Der Beifall ist umso sicherer, als man den Vorwurf, Ausdruck nationalistischer Ressentiments zu sein, nicht fürchten muss, wenn man gleich auf die ganze Union losgeht. So ist Hans Magnus Enzensberger unlängst in Kopenhagen sicher heftig beklatscht worden. In einer Dankesrede für den x-ten Kulturpreis las er den abwesenden 40000 Brüssler Bürokraten die Leviten. Diesen Angehörigen der »Eurokratie« falle es wie denen »jeder politischen Klasse« natürlich schwer einzusehen, »dass sie nicht unsere Herren, sondern unsere Diener sind. Lieber hält man sich in diesem Milieu nicht nur die Augen, sondern auch beide Ohren zu. Deshalb wäre es vielleicht an der Zeit, eine paneuropäische Spende ins Leben zu rufen. Vierzigtausend Hörgeräte wären eine gute Investition, um unseren schwerhörigen Vormündern in Brüssel, Straßburg und Luxemburg zu helfen und sie aus ihrer selbst verschuldeten Isolation zu befreien.« Schließlich warteten etwa vierhundertfünfundneunzig Millionen von der Bürokratie als Nörgler, gar als Europafeinde verschriene Störenfriede nur darauf, dass man endlich zur Kenntnis nehme, dass sie an dem Einigungswerk einiges auszusetzen hätten, für das sich Brüssel laufend selbst gratuliere. In den wenig originellen Scherz mündet ein Sammelsurium der geläufigsten Stammtischbanalitäten über die EU. Die FAZ druckte den Sermon unter der Überschrift »Wehrt euch gegen die Bananenbürokratie!« mit Begeisterung ab und machte sich den Aufruf durch Verzicht auf Anführungszeichen gleich selbst zu eigen (3.2.10).

 

Das gehobene Ressentiment bedienen

Auf gehobenes Ressentiment setzt auch der Spiegel. Anfang März kam er mit dem Titel Die Eurolüge (10/2010) heraus. In Großbuchstaben natürlich und mit einer Ein-Euro-Münze darunter, deren südlicher Goldrand in den Umrissen der »PIGS«, so der Goldman Sachs zugeschriebene Sammelname für Portugal, Italien, Griechenland und Spanien, dahinschmilzt. Im Inneren heißt es dann im Vorspann zum Artikel: »Der Euro ist unter Beschuss wie nie zuvor, er ist angreifbar geworden, weil sich die Versprechen, auf denen er gegründet wurde, als Lügen erwiesen.« Der Euro stand bekanntlich schon einmal bei 0,80 Dollar und bewegt sich jetzt zwischen 1,30 und 1,40 Dollar, nachdem er kurze Zeit auf 1,52 geschnellt war. Wer sich gelegentlich das eine oder andere amerikanische Buch über die internationale Finanzkrise kauft, kommt immer noch sehr gut weg beim geltenden Wechselkurs.
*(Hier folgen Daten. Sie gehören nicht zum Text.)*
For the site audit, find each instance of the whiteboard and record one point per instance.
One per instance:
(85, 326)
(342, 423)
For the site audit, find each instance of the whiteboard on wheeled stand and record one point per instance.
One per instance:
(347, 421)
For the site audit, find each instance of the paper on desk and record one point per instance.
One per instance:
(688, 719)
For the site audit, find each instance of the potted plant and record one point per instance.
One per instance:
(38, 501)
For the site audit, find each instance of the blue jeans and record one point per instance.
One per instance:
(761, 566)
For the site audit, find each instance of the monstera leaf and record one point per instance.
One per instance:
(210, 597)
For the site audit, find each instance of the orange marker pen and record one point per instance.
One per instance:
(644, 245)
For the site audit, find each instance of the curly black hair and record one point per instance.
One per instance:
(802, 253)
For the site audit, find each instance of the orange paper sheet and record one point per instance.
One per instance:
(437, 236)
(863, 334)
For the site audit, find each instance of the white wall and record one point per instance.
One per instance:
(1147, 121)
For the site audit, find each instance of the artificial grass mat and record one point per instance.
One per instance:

Dramatisch sind die griechischen Refinanzierungsprobleme. Die Kursentwicklung des Euro ist es nicht. Die deutsche Exportindustrie hätte den Kurs gern noch ein bisschen tiefer. Aus Sicht manches amerikanischen Exporteurs mag der Euro dagegen unterbewertet aussehen. Auf dem Binnenmarkt hält sich die Inflation trotz der geringen Zentralbankzinsen in immer noch engen Grenzen.

Man hat sich daran gewöhnt, dass die Meinungen der Finanzexperten und der Wirtschaftsjournalisten die Volatilität der Märkte, die sie bewerten, oft noch übertreffen. Nachdem das Nahen der Weltfinanzkrise den Auguren weitgehend verborgen blieb, wird jetzt das Zerbrechen der Währungsunion gleich bei den ersten größeren Schwierigkeiten drohend an die Wand gemalt. Falls jene Recht behalten sollten, die immer schon gegen die Währungsunion klagten, möchte man rechtzeitig Zeter und Mordio geschrieen haben. Der verstorbene Herausgeber des Spiegel, Rudolf Augstein, hatte seinerzeit in vielen Kolumnen das Leitmotiv variiert: »Eine EU-Währungsunion wäre wünschbar, wenn sie machbar wäre. Das ist sie derzeit nicht«. Nun bleibt die Frage, ist sie haltbar?

 

Nichts als Lügen?

Im Artikel heißt es, jetzt räche sich, »dass die europäische Gemeinschaftswährung auf nichts anderem gegründet ist als auf einer Reihe von Lügen«. Auf »nichts anderem« als Lügen gegründet hat sich der Euro zehn Jahre lang und nicht zuletzt in der weltweiten Finanzkrise erstaunlich gut gehalten.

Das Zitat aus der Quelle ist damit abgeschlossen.